Mi alzo e mi affaccio alla finestra. La notte rende tutto più chiaro
grazie alla sua quiete surreale. E le fantasie più segrete prendono
forma dai miei incubi nascosti. Mi porto la mano all'inguine. Già! Non
posso farci nulla. La sogno, la sogno ancora. La sua vulva così
profumata, così umida, così aperta e dischiusa al tocco delle mie labbra
e della mia lingua. La penso, mi tocco e subito mi divien duro,
nonostante sia passato un anno, nonostante mi abbia detto addio.
Ma
in fondo la desidero ancora e forse ancor più di prima. Gia la
rimpiangevo appena salito in auto lasciandomela alle spalle! E questa
sera la voglia è ancora più forte. Voglia dei suoi occhi, voglia dei
suoi sorrisi, voglia dei suoi ansimi, voglia dei suoi baci!
“Avrà più di quarant'anni e certi applausi ormai son dovuti per amore, non incontrarlo mai.”
In notti come queste la malinconia, la nostalgia, porta a ripensare al
proprio passato, a tirare le somme. E a piangere per lei! Chiara, cosce
di una notte mai più riviste, uscendo dal mio letto ancora caldo di
orgasmo, me lo aveva detto. L'aveva intuito. Scopare per dimenticare non
è una gran cosa, anche se al momento sembra tutto perfetto! Ma io non
le diedi ascolto.
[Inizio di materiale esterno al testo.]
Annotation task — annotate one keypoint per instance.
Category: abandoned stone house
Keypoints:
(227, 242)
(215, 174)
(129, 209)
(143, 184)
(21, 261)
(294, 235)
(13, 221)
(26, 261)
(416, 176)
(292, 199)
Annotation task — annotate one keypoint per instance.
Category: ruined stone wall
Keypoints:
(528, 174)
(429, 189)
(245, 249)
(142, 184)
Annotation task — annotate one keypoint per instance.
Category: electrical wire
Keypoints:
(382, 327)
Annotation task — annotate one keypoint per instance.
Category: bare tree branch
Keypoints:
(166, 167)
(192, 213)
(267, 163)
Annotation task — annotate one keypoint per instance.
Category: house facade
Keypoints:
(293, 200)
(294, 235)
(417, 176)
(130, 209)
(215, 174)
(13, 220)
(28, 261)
E cercai nelle fiche altrui una soluzione per la
perdita della sua, l'unica che in fondo mi abbia mai veramente
emozionato.
Conobbi donne che si concessero per speranza, per
follia, per compatimento, per ubriachezza. Pagai, perfino, per un'ora di
oblio. Più e più volte! Ma nessuna, nessuna, mai come lei.
“Stava li nel suo sorriso a guardar passare i tram, vecchia pista da elefanti stesa sopra al macadam.”
Un'auto passa lentamente sul selciato della strada. Sorrido mestamente
agli scherzi del destino. Dall'abitacolo, fugace esecuzione, sento la
voce di Paolo Conte. E' un attimo, ma tanto basta a farmi sentire come
lo sparring partner della sua canzone.
Solo, nel mio bilocale
silenzioso, a sognare ancora le sue calde labbra scivolare lungo il mio
sesso, come quei primi giorni a Parigi nell'appartamentino di rue St
Martin.
Solo, nel mio bilocale silenzioso, mentre ancora ho addosso
l'odore dell'ultima puttana di turno, vuoto miraggio di un oblio
inconsistente.
Solo, nel mio bilocale silenzioso, pensando a come sarebbe stato averla ancora una volta al mio fianco.
Solo, nel mio bilocale silenzioso, a richiedere alla sorte la
concessione di un'ultima ora di passione con lei, per poi morire
soddisfatto.
Ma son solo, solo con il mio sorriso, le mie sigarette, le mie birre e un album di fotografie carico di ricordi!